MOUNTAIN VIEW, Calif. – Google said on Monday the company bears “some responsibility” after one of its autonomous cars hit a municipal bus in a minor accident on Feb. 14, Reuters reported. The Alphabet Inc.’s firm said it has updated its software to prevent future incidents.
The Internet search leader and tech giant filed a report with California regulators on Feb. 23, saying the crash occurred in Mountain View when a self-driving Lexus RX450h sought to get around some sandbags in a wide lane, as reported by Reuters.
The filing says that the autonomous car was driving at less than 2 miles per hour, whereas the municipal bus was traveling at about 15 miles per hour. The test driver and the vehicle thought the bus would slow or stop to let the car continue, the document states.
However, three seconds later the Google car, which was in autonomous mode, re-entered the center of the lane and accidentally hit the side of the bus. The car caused damage to the front wheel, a driver side sensor, and the left front fender. No one got hurt.
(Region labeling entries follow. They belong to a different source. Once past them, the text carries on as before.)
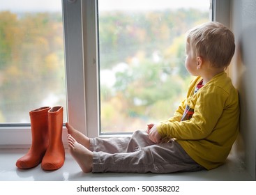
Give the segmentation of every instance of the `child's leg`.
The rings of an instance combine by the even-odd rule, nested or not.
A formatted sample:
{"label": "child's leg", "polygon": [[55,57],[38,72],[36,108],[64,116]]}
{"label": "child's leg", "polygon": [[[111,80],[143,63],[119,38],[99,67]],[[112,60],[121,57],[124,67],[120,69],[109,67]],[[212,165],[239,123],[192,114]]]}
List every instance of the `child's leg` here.
{"label": "child's leg", "polygon": [[70,154],[84,173],[91,172],[93,165],[93,153],[79,143],[70,134],[68,136]]}
{"label": "child's leg", "polygon": [[127,153],[93,153],[92,172],[155,173],[204,169],[175,141],[152,145]]}
{"label": "child's leg", "polygon": [[75,138],[79,143],[82,144],[87,149],[90,149],[90,139],[89,137],[75,130],[68,123],[66,123],[66,127],[68,129],[68,134]]}

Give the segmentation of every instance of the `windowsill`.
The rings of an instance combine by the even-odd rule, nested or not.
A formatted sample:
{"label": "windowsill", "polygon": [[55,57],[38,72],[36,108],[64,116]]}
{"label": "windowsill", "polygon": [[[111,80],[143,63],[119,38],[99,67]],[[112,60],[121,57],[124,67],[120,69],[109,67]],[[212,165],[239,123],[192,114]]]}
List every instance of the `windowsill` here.
{"label": "windowsill", "polygon": [[229,155],[227,163],[211,170],[170,174],[153,173],[84,173],[68,151],[64,165],[54,171],[45,171],[38,166],[29,170],[20,170],[15,162],[27,149],[0,149],[0,181],[63,181],[63,180],[174,180],[174,181],[248,181],[252,177],[242,166]]}

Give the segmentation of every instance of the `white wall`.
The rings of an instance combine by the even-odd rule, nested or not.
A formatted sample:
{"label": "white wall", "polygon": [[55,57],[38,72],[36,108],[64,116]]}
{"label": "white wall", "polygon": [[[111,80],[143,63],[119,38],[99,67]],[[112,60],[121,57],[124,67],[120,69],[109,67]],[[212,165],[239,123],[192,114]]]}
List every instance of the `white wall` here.
{"label": "white wall", "polygon": [[236,47],[231,75],[239,91],[241,105],[241,134],[233,150],[255,180],[256,1],[230,1],[230,27]]}

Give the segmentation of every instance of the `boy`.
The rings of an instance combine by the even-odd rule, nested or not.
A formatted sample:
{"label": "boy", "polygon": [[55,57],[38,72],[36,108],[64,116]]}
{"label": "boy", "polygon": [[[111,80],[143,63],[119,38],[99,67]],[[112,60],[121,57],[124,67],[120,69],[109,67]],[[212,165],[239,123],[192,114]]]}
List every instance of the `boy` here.
{"label": "boy", "polygon": [[197,171],[223,164],[239,133],[239,96],[225,72],[232,31],[218,22],[190,30],[188,71],[197,76],[173,117],[131,137],[89,139],[66,123],[70,152],[84,172]]}

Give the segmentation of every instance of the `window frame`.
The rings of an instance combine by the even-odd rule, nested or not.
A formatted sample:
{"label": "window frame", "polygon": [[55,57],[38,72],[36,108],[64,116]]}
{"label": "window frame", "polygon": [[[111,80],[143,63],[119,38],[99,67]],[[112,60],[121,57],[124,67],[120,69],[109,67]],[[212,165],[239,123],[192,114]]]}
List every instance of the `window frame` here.
{"label": "window frame", "polygon": [[[81,1],[62,0],[67,95],[67,110],[64,111],[67,112],[68,121],[86,134],[81,13]],[[65,146],[66,136],[67,130],[63,126],[62,137]],[[0,148],[24,148],[31,143],[30,124],[0,124]]]}
{"label": "window frame", "polygon": [[[230,0],[209,1],[212,20],[229,26]],[[62,0],[62,7],[68,121],[89,137],[109,136],[100,134],[98,1]],[[65,146],[66,135],[63,126]],[[31,143],[29,125],[0,125],[0,148],[27,148]]]}

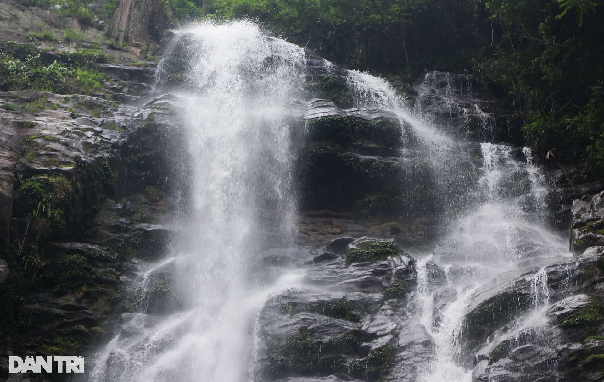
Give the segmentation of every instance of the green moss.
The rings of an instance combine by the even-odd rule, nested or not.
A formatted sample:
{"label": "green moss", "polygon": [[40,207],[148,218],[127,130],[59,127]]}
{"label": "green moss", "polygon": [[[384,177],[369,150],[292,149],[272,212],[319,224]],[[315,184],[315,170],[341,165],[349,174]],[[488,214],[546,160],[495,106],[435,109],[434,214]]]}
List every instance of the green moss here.
{"label": "green moss", "polygon": [[113,195],[115,192],[115,175],[106,159],[103,159],[99,162],[95,175],[103,185],[104,192],[109,195]]}
{"label": "green moss", "polygon": [[147,199],[152,202],[157,203],[164,198],[164,192],[157,187],[147,186],[145,187],[145,191],[147,193]]}
{"label": "green moss", "polygon": [[57,41],[59,40],[59,37],[50,31],[31,32],[28,34],[27,37],[34,41]]}
{"label": "green moss", "polygon": [[62,176],[41,176],[25,180],[17,189],[16,216],[33,218],[51,231],[61,230],[65,223],[65,208],[73,188]]}
{"label": "green moss", "polygon": [[348,365],[349,372],[352,377],[358,379],[365,379],[367,363],[361,360],[353,361]]}
{"label": "green moss", "polygon": [[82,339],[74,336],[55,336],[43,340],[42,344],[53,354],[72,355],[79,354],[82,346]]}
{"label": "green moss", "polygon": [[47,109],[46,101],[42,98],[37,98],[25,104],[24,109],[27,110],[30,114],[36,114],[41,110]]}
{"label": "green moss", "polygon": [[583,363],[585,364],[590,364],[593,363],[600,363],[602,362],[604,362],[604,353],[591,354],[585,358]]}
{"label": "green moss", "polygon": [[395,281],[384,291],[384,299],[402,299],[406,293],[406,284],[404,281]]}
{"label": "green moss", "polygon": [[42,162],[47,167],[57,167],[59,165],[59,161],[51,156],[44,157],[42,160]]}
{"label": "green moss", "polygon": [[349,263],[376,261],[398,253],[399,249],[393,243],[365,241],[357,246],[356,248],[349,249],[346,253],[346,261]]}
{"label": "green moss", "polygon": [[313,96],[327,98],[341,107],[347,108],[353,106],[352,94],[348,88],[345,77],[320,75],[309,83],[308,91],[312,93]]}
{"label": "green moss", "polygon": [[[350,339],[342,340],[346,343],[351,341]],[[333,341],[324,349],[323,344],[305,328],[300,329],[298,336],[269,338],[268,364],[264,374],[278,378],[288,375],[329,375],[345,372],[343,358],[329,351],[333,349],[336,342]]]}
{"label": "green moss", "polygon": [[379,380],[390,373],[394,362],[394,349],[390,345],[376,349],[367,357],[367,380]]}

The tech titan is determined to learn from the incident but argues its autonomous car did not fail
Google said in a statement on Monday that it does bear “some responsibility” because there would not have been a crash if the self-driving car had not moved. The company remarked that it has been reviewing the incident in detail.
“From now on, our cars will more deeply understand that buses (and other large vehicles) are less likely to yield to us than other types of vehicles, and we hope to handle situations like this more gracefully in the future”, Google stated.
California authorities have not determined fault in the crash and the Mountain View Police Department told Reuters that no police report was filed in the minor accident. Stacey Hendler Ross, spokeswoman for the authority responsible for operating municipal buses in that area, confirmed the crash happened but said she did not have further information.
Google has repeatedly affirmed that its self-driving cars have never been at fault in any of the 17 minor accidents during the six years of its self-driving project, which have resulted in more than two million miles of autonomous and manual driving combined.
The incident comes as the firm has been trying to make authorities understand that it should be allowed to perform tests without the need for steering wheels and other types of controls. Google criticized California in December for proposing regulations that would require the firm to test its self-driving vehicles with a steering wheel, throttle, and brake pedals when moving on public roads.